All that leads to a question.  How happy are we about the birth of Jesus?  Are we jumping for joy?  Do we consider our Lord’s birth to be the greatest event in human history, the most spectacular thing ever?  When we sing “Joy to the World” do we do so with unbridled exuberance?  Do the words of such carols strike a joyful note in our hearts?  Are we aware of that tumult of joy of which we sing when we join together in the carol “There’s a Song in the Air?”  Do we, as the carol says, rejoice in the light?

Or has it all become sort of ho-hum?  As Christians we believe that a virgin became pregnant by the power of the Holy Spirit and gave birth to Jesus Christ, King of Kings and Lord of Lords.  We accept on faith that Jesus is the long awaited Messiah of Israel and Savior of the world.  We are, after all, his followers – his disciples, his apostles. 

But are we happy disciples?  Do we feel blessed?  Does the name of Jesus bring about a visceral, gut level response in us?  Are we quick to share our joyful sense of blessedness with others?  Do others look at us and read the joy of Jesus on our faces? 

Maybe not.  This world in which we live can suck the joy right out of us.  Whenever it is able to do so – whenever we allow it to do so - our culture of cynical disbelief suppresses faithful, hopeful, or joyful responses to the miraculous.  The real wonder of Christmas has a way of getting lost amid all the glittering secular hullabaloo of buying, wrapping, giving, and receiving things we mostly don’t need and often can’t afford.  The simple, innocent joy at the birth of Jesus is overwhelmed by all the false gaiety of parties, parades, and presents.  Peace and goodwill dissipate in the face of the stress of shopping and the culturally induced guilt of somehow never being able to afford enough.

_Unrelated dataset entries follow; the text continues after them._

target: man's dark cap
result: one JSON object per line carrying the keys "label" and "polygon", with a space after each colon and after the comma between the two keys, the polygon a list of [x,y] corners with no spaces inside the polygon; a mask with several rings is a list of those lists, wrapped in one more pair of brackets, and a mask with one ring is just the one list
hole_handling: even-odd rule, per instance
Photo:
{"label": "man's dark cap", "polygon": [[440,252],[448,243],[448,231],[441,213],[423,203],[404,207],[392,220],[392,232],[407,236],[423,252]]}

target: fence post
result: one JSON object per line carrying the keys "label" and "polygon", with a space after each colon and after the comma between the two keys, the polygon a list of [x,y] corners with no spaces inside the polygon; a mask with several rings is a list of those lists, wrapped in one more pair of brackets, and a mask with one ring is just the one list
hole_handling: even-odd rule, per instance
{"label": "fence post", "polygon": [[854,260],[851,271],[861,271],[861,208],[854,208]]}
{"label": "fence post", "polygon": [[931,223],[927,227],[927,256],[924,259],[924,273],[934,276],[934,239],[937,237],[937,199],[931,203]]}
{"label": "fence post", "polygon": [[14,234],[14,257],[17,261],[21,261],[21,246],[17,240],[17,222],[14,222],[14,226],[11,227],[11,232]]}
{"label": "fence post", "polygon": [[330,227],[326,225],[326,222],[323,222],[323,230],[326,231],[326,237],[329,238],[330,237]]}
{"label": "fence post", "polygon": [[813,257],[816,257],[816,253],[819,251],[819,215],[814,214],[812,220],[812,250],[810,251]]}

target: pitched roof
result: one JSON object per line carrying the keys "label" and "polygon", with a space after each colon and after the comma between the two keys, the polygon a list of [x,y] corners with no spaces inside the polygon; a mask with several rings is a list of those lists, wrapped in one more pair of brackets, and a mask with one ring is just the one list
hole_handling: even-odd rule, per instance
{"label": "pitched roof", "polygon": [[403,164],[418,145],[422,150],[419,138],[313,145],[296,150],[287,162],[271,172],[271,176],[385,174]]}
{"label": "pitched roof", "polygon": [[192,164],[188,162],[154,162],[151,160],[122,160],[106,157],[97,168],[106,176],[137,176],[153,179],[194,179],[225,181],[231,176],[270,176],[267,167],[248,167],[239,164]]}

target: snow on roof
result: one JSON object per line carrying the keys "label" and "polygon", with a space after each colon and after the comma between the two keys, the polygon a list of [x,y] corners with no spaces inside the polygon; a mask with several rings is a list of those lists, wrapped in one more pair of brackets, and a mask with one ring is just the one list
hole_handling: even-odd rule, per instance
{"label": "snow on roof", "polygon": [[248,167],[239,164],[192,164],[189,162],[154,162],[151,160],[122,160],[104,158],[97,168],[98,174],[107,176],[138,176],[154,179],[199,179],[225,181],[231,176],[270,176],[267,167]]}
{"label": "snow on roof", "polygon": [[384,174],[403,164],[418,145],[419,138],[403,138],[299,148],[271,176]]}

I’m not asking us to imitate Ebenezer Scrooge or the Grinch who stole Christmas.  Many of the traditional secular aspects of Christmas are enjoyable, even commendable.  They are part of our family and community histories.  Let’s not bah-humbug them!

Let’s do remember what it’s all about.  Let’s slow down and try to recapture the original joy of Christmas.  Let’s get back in touch with its true blessedness.  Let’s look again to God’s Word for the beautiful truth and meaning of Emmanuel.  Let’s open our hearts to the Holy Spirit, allowing him to touch our hearts with joy.  And in doing so, be so moved that something within us literally leaps at the Good News of our Savior’s birth.  Then something will indeed be happening here.  Amen.